MDB is consolidating near all-time highs. A break above 85 might trigger a bigger upside move. 80 is a decent stop level for a short-term trade. Keep in mind that most breakouts have failed in the past couple of months, so you should not overstay your welcome. Be nimble and take partial profits quickly. I’d sell half at 90 which represents 1x risk, a quarter at 95 which would be a return of 2x risk and let the rest ride until it closes below its 10-day EMA.
It’s always good to have several scenarios for a stock, especially in this market environment where the wind changes on a daily basis. If MDB clears 85 but it fails quickly and closes below 85, it can probably be shorted for a move to 75 (especially if the major stock indexes are breaking down as well).

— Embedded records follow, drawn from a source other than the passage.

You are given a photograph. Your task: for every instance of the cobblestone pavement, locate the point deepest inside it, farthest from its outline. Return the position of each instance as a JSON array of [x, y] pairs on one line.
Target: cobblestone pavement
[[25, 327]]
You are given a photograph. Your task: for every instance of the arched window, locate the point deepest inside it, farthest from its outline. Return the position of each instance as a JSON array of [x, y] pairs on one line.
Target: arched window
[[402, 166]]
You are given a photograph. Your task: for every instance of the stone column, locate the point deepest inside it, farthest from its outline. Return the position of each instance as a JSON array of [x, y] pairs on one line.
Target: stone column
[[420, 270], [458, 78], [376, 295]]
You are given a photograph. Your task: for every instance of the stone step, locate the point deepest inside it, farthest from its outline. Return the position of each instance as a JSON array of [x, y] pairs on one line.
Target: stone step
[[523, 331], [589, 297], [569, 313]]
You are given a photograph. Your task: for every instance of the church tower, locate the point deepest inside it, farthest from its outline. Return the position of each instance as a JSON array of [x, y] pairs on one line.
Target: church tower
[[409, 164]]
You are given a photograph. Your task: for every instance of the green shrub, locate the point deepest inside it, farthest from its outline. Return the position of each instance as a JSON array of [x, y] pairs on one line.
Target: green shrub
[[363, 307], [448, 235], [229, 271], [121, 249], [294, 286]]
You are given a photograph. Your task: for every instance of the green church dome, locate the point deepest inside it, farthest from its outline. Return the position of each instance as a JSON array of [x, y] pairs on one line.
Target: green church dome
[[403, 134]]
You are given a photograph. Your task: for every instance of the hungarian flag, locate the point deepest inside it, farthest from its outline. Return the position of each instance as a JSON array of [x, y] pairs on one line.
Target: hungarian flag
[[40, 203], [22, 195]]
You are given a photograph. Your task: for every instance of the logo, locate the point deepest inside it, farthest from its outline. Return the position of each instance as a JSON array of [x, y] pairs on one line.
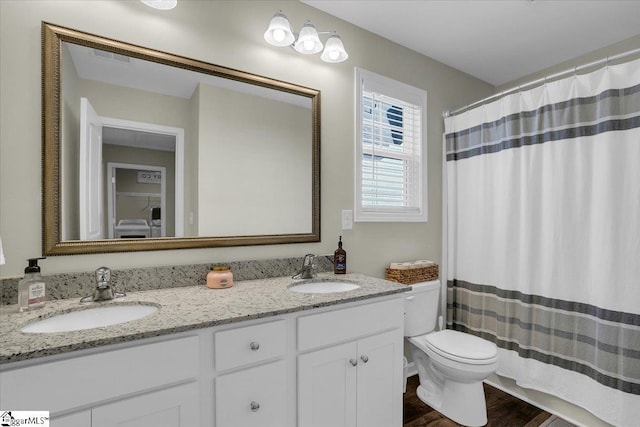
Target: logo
[[24, 418]]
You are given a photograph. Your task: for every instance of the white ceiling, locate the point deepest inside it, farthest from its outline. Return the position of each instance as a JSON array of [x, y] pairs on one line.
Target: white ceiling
[[496, 41]]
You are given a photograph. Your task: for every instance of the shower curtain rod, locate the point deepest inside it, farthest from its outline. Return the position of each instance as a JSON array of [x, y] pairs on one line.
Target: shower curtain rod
[[606, 60]]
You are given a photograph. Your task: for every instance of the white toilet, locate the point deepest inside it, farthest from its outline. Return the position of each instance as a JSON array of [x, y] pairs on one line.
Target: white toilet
[[451, 364]]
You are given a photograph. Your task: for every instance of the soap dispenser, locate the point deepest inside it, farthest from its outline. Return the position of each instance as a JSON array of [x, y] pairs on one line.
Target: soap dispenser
[[31, 289], [340, 259]]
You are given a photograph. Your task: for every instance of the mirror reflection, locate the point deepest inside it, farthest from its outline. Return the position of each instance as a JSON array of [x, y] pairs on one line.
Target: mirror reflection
[[155, 149]]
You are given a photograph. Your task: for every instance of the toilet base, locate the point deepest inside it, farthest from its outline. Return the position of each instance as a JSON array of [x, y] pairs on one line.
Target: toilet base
[[463, 403]]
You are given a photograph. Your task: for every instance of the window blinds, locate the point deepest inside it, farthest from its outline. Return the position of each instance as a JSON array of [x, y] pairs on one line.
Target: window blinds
[[389, 151]]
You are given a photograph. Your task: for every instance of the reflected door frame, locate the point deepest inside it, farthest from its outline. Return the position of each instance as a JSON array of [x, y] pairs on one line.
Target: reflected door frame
[[178, 133], [112, 193]]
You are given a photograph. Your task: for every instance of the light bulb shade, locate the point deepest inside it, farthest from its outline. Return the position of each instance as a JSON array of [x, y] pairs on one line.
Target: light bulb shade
[[161, 4], [334, 50], [279, 32], [308, 41]]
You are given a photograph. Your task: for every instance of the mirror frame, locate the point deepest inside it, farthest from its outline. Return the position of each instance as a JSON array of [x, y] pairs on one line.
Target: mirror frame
[[52, 38]]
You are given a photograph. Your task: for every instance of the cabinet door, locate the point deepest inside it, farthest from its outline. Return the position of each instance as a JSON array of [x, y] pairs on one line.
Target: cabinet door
[[379, 380], [327, 387], [252, 397], [172, 407]]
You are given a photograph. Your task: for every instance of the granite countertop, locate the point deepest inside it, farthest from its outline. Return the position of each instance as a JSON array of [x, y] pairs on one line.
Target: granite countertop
[[181, 309]]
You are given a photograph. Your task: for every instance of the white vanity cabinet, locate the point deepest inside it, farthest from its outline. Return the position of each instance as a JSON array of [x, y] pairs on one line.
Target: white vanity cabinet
[[355, 377], [339, 365], [136, 382], [176, 406], [254, 393]]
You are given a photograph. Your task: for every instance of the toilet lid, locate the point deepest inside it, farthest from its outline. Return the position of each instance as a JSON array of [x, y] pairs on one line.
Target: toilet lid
[[454, 344]]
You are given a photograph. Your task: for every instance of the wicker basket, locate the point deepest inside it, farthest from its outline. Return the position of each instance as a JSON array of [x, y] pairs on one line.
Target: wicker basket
[[409, 276]]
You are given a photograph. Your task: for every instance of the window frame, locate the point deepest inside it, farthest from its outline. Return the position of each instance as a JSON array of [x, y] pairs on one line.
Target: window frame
[[367, 81]]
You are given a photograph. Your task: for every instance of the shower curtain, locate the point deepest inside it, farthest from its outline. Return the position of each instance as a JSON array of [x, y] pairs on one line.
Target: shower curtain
[[543, 236]]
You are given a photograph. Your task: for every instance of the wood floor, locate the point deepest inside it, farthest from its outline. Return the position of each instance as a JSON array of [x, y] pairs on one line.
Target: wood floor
[[503, 410]]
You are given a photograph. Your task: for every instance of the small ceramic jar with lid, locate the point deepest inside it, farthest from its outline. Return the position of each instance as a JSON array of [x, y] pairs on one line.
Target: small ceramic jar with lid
[[220, 277]]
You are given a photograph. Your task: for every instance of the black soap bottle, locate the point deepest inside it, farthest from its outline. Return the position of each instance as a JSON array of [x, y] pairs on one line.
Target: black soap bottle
[[340, 259]]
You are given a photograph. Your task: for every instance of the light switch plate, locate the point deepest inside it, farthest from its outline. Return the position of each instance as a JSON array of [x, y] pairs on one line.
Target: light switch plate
[[347, 219]]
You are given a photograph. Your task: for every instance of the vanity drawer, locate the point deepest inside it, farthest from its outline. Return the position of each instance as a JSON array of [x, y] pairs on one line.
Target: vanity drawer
[[318, 330], [243, 346], [252, 397]]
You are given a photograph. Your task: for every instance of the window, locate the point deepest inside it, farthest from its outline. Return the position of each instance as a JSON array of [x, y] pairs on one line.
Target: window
[[390, 150]]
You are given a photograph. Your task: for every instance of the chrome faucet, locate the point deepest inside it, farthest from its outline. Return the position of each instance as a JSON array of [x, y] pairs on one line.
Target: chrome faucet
[[308, 270], [103, 291]]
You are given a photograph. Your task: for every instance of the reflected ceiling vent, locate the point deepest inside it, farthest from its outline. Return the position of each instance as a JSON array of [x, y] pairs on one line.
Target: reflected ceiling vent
[[110, 55]]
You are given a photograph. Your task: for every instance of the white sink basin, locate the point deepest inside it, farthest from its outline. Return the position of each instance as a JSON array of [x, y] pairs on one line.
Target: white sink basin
[[323, 286], [97, 317]]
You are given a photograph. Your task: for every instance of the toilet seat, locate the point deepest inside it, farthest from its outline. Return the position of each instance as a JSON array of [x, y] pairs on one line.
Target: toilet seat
[[461, 347]]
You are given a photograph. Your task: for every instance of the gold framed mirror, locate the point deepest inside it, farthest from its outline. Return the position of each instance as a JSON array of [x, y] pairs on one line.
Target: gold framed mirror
[[147, 150]]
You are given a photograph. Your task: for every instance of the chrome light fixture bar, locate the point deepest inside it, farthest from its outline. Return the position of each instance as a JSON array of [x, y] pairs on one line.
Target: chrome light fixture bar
[[307, 41]]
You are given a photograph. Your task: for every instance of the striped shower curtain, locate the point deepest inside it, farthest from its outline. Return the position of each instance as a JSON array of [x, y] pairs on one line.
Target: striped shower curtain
[[543, 236]]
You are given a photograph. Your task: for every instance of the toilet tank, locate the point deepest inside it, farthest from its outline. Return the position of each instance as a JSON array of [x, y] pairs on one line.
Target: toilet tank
[[421, 308]]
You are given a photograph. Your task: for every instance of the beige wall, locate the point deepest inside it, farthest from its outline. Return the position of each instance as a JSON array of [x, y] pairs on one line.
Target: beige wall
[[231, 34], [70, 156], [254, 167], [609, 51]]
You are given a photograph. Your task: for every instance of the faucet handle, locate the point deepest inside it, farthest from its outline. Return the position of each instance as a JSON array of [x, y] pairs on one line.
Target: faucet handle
[[103, 275], [308, 259]]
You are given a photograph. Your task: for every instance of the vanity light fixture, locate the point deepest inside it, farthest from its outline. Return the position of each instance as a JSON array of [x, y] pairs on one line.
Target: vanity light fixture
[[161, 4], [307, 41]]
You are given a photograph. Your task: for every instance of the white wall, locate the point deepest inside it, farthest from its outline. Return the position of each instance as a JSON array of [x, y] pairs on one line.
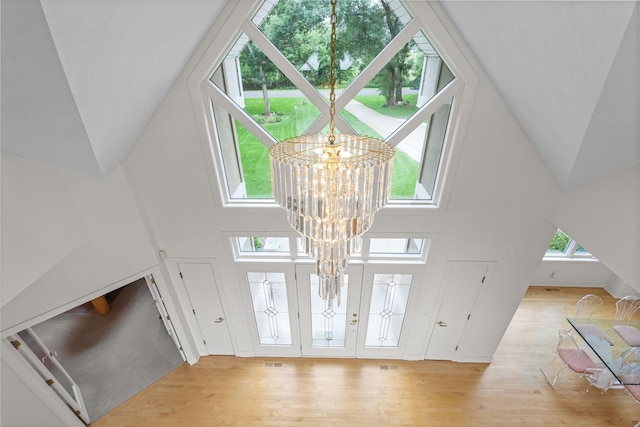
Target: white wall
[[573, 272], [604, 217], [79, 234]]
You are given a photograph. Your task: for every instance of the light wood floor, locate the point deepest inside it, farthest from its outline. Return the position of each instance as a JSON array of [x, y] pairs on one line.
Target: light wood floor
[[230, 391]]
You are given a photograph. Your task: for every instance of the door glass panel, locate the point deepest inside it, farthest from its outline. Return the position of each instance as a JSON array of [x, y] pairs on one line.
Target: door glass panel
[[328, 321], [270, 307], [389, 297]]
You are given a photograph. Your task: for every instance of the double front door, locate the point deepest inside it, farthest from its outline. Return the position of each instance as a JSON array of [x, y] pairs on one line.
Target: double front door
[[289, 318]]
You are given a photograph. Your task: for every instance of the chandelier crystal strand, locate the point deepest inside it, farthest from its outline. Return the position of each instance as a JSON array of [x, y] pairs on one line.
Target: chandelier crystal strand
[[331, 186]]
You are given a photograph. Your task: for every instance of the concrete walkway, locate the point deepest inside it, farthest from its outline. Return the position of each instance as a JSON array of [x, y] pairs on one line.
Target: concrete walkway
[[412, 145]]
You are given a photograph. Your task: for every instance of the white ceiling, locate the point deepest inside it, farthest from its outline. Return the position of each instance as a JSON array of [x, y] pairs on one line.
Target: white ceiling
[[81, 79], [569, 72]]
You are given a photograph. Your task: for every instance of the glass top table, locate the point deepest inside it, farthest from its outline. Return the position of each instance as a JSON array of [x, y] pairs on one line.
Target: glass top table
[[613, 351]]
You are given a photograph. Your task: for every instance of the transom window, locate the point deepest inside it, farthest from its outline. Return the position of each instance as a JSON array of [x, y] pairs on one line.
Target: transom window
[[273, 84], [253, 248]]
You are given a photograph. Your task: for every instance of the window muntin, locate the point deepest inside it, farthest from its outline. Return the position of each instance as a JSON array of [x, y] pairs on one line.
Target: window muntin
[[388, 246], [434, 76]]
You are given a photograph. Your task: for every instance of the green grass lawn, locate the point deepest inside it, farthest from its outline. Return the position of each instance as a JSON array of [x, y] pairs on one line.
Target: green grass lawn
[[295, 115], [377, 103]]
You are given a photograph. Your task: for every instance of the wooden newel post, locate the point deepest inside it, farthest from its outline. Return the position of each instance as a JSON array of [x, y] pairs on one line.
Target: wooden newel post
[[101, 305]]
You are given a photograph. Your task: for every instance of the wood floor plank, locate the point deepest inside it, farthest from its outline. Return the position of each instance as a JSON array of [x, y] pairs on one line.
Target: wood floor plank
[[230, 391]]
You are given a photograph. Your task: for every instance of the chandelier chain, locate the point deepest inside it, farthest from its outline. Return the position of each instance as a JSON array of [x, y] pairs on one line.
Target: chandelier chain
[[332, 74]]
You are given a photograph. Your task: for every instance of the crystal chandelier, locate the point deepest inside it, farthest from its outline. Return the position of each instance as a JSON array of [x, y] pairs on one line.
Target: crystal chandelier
[[331, 186]]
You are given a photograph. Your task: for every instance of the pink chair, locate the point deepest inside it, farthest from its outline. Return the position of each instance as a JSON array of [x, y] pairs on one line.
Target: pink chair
[[584, 309], [625, 308], [572, 356]]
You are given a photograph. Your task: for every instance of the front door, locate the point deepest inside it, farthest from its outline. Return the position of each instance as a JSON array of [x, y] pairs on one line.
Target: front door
[[370, 320], [328, 329]]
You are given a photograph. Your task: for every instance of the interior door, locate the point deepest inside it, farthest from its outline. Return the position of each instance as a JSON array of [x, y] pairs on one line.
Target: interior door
[[45, 362], [462, 281], [328, 330], [202, 290], [164, 315]]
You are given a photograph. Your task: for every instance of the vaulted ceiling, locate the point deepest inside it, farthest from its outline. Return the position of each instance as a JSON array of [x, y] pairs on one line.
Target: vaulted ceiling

The problem with MDB is that they report earnings on December 4th, so none of the above mentioned scenarios will have enough time to play out.
SHOP has been a wild horse in the past couple of months. Trending stocks tend to acknowledge their 50 or 10-day moving averages (stay above them while in an uptrend and below them while in a downtrend). This hasn’t been the case with SHOP, which has been languishing between 120 and 150 for quick some time.
A break of 151.60 can potentially push SHOP to 165 in a short-term perspective. If that breakout fails and SHOP goes below 143, it can be shorted until 125.
The stocks below have a very high short interest – over 20% of their float is short. They are close to their 52-week highs and have built a small base, which might turn into a launching pad for higher prices. Short sellers always sound smart, but they are often early and become victims to a short-squeeze – a process that rapidly rising prices that forces short-sellers to cover their bets, which adds more fuel to the upside momentum.
59 stocks priced above $5 currently have over 30% of their float short. Four of them are setting up for a potential breakout.
A breakout in highly shorted names often leads to a squeeze as short sellers are forced to cover their positions. It is not unusual to see a 20-30%, even 50% one-week move in a highly shorted name, especially when its float is relatively small (under 25 million shares).
Here’s a weekly and a daily perspective of the four stocks.
I haven’t done due diligence on any of those names. The only things they have in common is a constructive weekly chart and a decent risk/reward setup. They are within 10% of their 52-week highs and they have outperformed the S&P 500 in the past six months.